La réorganisation et l’extension des attributions de la Cour des Comptes togolaise est en cours. A ce propos, le gouvernement, réuni en conseil des ministres ce mercredi 6 janvier 2021, a examiné l’avant-projet de loi organique inhérent aux attributions, organisation et fonctionnement de la Cour des Comptes. Plus d’infos sur le sujet dans la suite de cet article.

Des attributions étendues

Dans les faits, l’avant-projet de loi organique entend étendre les attributions de la Cour des Comptes, en y ajoutant notamment :

  • L’émission d’avis sur les rapports annuels de performance ;
  • Le contrôle des visas des contrôleurs financiers ;
  • Le contrôle de la gestion des responsables de programme dans le cadre du budget-programme.

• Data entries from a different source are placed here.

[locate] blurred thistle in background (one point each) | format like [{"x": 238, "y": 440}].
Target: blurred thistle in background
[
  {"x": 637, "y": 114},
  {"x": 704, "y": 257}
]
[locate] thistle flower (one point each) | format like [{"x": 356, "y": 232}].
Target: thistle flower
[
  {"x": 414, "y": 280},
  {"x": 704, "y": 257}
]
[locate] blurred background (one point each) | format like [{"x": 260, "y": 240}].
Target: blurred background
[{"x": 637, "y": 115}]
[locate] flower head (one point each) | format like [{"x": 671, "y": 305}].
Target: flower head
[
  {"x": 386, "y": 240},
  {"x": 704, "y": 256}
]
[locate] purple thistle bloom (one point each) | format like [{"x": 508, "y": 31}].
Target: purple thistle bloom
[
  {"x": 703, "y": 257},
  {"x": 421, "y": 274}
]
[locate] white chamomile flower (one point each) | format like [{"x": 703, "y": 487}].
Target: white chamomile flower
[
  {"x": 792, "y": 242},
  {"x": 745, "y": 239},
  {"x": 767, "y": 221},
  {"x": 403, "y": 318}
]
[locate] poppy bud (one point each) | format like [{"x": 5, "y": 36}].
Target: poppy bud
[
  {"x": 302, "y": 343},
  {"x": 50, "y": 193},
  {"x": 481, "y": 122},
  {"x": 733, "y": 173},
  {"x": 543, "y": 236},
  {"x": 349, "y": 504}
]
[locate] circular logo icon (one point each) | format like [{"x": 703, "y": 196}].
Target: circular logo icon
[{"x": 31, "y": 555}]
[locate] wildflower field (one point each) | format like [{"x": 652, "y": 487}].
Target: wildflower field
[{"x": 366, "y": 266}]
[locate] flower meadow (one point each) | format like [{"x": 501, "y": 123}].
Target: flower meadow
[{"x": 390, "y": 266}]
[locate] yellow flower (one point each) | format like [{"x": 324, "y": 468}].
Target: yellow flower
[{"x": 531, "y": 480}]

Par ailleurs, notons que l’avant-projet de loi intervient dans un contexte de remise à neuf de la constitution du Togo, et de définition d’un cadre moderne de gestion des finances publiques. Plus important encore, il intervient dans le cadre de la quasi-généralisation de l’obligation de déclaration des biens et avoirs des gouvernants et agents de l’Etat impliqués dans le maniement des deniers publics, et la fixation des conditions y afférentes.

En plus de l’extension des attributions de la Cour des Comptes, l’avant-projet de loi organique prévoit, selon le relevé du conseil des ministres, « la compétence juridictionnelle de la Cour et des Cours régionales des comptes en matière de discipline budgétaire et financière et un dispositif de limitation des mandats pour les magistrats de la Cour des comptes et des Cours régionales des comptes ».

L’obligation de déclaration des biens et avoirs

Cette obligation concerne désormais, en plus des gouvernants, tous les agents exposés, dans le cadre de l’exercice de leur fonction, aux risques de corruption et d’infractions assimilées. C’est le Médiateur de la République qui est en charge de recevoir cette déclaration.